WASHINGTON – On September 23, 2022, the United Nations’ Independent International Commission of Inquiry on Ukraine released findings that Russia has committed war crimes in Ukraine. After visiting 27 towns and interviewing 150 witnesses, the commission reported that Russian troops have committed brutal executions, indiscriminate attacks and sexual and gender-based violence, including against children during their invasion of Ukraine.
In response to alleged war crimes in Ukraine earlier this year, Senate Judiciary Committee Ranking Member Chuck Grassley (R-Iowa), Democratic Whip Sen. Dick Durbin (D-Ill.), Rep. David N. Cicilline (D-R.I.) and Congresswoman Victoria Spartz (R-Ind.) introduced the Justice for Victims of War Crimes Act to update the current United States war crimes statute to enable prosecution of war criminals under jurisdiction of the U.S. courts, regardless of the location or targets of their alleged atrocities. The legislation also extends the statute of limitations for war crimes discovered years after they occur.
“This disturbing report confirms that Russian troops are carrying out heinous attacks on innocent Ukrainians as they continue waging an unjust war. These inhumane and unprovoked crimes, conducted under Putin’s watch, cannot go unpunished. The Justice for Victims of War Crimes Act is needed to send a strong message that people who commit war crimes are not welcome here in the U.S. and should be punished, regardless of where their offense was committed,” Grassley said.
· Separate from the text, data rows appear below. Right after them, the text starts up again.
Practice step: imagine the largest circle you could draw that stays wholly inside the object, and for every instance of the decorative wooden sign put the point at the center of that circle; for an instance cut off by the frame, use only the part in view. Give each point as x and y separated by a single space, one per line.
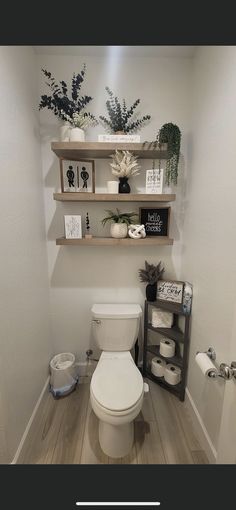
168 290
155 220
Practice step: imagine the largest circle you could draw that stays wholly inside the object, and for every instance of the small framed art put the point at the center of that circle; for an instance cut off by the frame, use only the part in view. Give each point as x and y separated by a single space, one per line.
73 229
155 220
168 290
77 175
154 180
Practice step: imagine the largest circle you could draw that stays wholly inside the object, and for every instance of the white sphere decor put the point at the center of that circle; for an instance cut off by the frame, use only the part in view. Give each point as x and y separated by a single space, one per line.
119 230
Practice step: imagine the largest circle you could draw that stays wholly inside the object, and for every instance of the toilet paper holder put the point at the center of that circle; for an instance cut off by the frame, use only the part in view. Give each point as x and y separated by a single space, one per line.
227 372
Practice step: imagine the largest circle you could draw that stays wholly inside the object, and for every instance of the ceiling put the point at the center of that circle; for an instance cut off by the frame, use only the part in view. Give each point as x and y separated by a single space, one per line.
125 51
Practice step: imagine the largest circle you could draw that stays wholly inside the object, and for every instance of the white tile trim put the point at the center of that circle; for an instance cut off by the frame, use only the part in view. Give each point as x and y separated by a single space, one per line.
201 431
23 439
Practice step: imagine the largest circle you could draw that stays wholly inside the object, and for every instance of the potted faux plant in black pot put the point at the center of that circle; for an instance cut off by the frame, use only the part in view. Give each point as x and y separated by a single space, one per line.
122 119
124 165
119 222
151 274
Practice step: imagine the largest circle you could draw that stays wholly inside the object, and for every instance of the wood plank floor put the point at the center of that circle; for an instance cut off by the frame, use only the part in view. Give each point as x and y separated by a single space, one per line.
65 431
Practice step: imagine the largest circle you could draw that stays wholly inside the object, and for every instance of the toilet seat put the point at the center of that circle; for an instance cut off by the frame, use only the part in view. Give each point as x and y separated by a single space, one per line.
117 384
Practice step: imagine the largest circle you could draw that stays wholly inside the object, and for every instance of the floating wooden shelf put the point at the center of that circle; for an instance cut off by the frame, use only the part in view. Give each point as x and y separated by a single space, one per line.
176 308
174 333
155 349
175 388
110 197
102 150
110 241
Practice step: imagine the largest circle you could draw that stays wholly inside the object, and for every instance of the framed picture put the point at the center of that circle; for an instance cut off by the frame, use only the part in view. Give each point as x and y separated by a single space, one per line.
77 175
154 180
73 229
168 290
155 220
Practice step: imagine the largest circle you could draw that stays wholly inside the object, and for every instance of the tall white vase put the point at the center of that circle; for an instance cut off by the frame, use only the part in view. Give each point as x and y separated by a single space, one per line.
65 132
76 135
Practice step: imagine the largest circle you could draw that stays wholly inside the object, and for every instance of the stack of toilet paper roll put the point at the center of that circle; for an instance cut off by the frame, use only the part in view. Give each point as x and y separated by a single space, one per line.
170 372
161 318
158 366
167 347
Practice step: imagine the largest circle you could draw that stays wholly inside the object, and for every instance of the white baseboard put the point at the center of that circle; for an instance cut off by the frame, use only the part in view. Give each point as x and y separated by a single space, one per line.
14 461
200 428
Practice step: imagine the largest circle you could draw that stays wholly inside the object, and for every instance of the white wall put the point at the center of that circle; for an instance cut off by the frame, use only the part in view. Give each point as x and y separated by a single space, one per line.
210 222
81 276
25 332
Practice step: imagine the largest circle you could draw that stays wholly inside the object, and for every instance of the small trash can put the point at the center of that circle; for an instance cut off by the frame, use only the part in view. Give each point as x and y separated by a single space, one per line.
63 374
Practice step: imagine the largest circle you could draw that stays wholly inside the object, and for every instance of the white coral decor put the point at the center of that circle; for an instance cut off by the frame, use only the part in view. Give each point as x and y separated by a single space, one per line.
124 164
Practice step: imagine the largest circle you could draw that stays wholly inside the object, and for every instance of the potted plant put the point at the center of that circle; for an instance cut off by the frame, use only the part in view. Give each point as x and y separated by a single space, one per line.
170 134
151 274
68 105
119 222
121 118
123 166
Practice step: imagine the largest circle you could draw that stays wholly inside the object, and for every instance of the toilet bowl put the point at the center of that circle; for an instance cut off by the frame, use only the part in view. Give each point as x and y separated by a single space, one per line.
117 388
116 395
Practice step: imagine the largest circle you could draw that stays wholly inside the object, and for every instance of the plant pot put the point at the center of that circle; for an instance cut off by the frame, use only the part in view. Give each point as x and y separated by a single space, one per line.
151 291
65 132
119 230
76 135
124 186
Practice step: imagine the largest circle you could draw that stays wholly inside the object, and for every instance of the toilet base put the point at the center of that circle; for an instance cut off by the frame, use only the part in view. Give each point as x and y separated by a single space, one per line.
116 441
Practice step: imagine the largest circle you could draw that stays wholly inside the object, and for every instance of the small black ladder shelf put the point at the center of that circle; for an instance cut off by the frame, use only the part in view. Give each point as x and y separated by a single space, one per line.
176 334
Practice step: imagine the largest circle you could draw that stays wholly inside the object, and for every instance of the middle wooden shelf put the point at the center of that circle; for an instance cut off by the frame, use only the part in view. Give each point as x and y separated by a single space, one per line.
110 197
110 241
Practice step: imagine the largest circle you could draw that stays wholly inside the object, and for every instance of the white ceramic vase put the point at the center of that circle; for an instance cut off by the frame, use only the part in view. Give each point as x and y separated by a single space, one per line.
76 135
119 230
65 132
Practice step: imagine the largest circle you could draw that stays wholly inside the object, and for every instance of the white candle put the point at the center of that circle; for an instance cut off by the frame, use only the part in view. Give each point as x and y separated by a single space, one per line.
112 186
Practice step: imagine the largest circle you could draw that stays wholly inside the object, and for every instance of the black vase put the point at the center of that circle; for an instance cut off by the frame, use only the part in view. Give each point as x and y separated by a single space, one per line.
151 291
124 186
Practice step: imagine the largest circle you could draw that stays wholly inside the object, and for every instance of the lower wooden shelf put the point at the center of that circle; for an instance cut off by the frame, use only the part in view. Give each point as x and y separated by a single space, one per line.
110 241
155 349
174 388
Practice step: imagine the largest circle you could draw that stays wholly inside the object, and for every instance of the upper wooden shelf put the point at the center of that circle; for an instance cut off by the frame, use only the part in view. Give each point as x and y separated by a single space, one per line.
102 150
110 197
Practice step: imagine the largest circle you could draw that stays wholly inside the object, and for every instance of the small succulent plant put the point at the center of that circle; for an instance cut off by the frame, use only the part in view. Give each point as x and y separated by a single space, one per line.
124 164
118 217
151 274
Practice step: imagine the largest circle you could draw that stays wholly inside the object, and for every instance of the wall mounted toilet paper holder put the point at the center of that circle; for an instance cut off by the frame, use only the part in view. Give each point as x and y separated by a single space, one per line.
225 371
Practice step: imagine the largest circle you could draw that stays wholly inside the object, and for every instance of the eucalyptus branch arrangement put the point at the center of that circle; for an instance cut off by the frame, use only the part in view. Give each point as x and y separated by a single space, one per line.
124 164
121 117
68 105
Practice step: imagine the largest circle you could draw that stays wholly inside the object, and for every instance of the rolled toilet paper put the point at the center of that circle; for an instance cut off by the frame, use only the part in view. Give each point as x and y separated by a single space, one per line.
172 374
158 366
205 364
161 318
167 347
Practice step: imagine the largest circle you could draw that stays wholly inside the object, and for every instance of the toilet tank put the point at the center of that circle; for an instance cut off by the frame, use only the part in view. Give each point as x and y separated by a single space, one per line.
116 326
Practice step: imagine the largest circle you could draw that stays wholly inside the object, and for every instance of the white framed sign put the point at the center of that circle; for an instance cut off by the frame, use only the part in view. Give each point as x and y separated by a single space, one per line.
154 180
73 229
168 290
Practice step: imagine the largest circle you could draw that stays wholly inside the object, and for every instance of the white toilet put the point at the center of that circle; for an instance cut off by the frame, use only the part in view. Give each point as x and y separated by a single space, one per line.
117 387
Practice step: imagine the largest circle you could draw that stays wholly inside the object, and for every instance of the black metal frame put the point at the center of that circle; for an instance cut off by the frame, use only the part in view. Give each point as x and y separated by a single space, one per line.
175 334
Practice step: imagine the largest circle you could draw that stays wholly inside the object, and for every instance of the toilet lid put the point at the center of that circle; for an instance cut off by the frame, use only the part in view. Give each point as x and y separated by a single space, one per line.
117 384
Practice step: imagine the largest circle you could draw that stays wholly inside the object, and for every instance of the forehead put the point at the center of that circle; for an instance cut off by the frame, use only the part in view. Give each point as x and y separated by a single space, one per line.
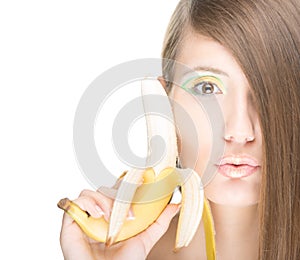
198 51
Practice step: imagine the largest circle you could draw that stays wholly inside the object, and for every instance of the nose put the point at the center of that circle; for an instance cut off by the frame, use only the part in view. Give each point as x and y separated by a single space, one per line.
240 117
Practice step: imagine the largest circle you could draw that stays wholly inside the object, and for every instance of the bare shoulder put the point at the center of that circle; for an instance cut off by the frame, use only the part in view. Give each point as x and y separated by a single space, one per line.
164 248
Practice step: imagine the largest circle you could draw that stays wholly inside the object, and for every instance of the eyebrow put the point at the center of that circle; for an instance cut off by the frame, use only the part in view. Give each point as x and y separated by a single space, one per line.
208 69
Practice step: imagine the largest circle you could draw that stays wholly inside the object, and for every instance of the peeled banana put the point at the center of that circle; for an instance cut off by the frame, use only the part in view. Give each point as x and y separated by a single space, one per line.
150 191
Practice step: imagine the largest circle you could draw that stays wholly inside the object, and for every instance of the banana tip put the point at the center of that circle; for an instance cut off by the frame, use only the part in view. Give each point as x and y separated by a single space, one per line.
64 204
109 241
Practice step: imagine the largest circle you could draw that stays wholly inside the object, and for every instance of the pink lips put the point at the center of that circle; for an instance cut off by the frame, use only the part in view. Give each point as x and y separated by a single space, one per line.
237 166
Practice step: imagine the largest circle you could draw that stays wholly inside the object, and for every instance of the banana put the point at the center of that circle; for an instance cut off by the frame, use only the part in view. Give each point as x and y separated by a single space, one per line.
148 191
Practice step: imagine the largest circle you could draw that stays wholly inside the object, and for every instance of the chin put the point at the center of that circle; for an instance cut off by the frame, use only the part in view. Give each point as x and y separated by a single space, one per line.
234 192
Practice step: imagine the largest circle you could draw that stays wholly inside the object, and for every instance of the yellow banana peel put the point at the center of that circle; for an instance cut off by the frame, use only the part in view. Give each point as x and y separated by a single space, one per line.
150 192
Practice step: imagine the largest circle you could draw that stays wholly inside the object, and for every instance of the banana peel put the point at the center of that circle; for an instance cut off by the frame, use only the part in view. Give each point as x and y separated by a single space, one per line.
147 192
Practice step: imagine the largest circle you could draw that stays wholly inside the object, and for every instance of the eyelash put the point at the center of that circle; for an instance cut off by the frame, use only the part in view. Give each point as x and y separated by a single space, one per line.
205 83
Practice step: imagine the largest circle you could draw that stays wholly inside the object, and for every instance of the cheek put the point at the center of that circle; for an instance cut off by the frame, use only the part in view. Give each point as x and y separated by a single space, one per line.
194 132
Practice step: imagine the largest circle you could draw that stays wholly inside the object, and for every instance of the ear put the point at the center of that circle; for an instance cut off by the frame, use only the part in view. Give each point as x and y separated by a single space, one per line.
162 82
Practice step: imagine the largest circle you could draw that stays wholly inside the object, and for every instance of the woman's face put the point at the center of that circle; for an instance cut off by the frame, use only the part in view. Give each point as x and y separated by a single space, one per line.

“Perpetrators committing unspeakable war crimes, such as those unfolding before our very eyes in Ukraine, must be held to account,” Durbin said. “With the UN’s formation of the Independent International Commission of Inquiry on Ukraine, we are sending a clear message to Putin: the world remains steadfast in our commitment to Ukraine and the brave Ukrainian people. And as Co-Chair of the Senate Ukraine Caucus, and Chair of the Senate Judiciary Committee, I will continue to look at various avenues to ensure he pays the price.”
“My heart goes out to all those families and individuals suffering due to Putin’s illegal and unwarranted invasion of Ukraine and the horrific atrocities carried out by his troops. These war criminals – all those on the ground, their leaders, and ultimately Vladimir Putin, cannot be allowed to act without consequence. The United States stands with the people of Ukraine, and we must continue our efforts to both weaken Russia through our sanctions regime and strengthen our support for Ukraine via supplies and aid. We need to pass the Justice for Victims of War Crimes Act so that when this war ends, none of these war criminals will evade justice for the unconscionable acts they have committed in Ukraine,” said Cicilline.
“The atrocities of Russia’s war against the Ukrainian people and POWs are heartbreaking. I have seen and heard it firsthand, but these war crimes have now also been confirmed by the UN. The international community cannot remain silent and must hold accountable not only top leaders who make these ruthless orders, but also military commanders who are willing to obey them,” said Spartz.
Current law allows for the prosecution of people who commit war crimes in the U.S. or against Americans abroad, but violators who target non-Americans are not subject to the law even after they enter the U.S. The Justice for Victims of War Crimes Act expands the original war crimes jurisdiction to include war criminals found in the U.S., even if they never targeted U.S. nationals. This would allow the prosecution of those non-Americans who come to the U.S. after committing war crimes against Ukrainians.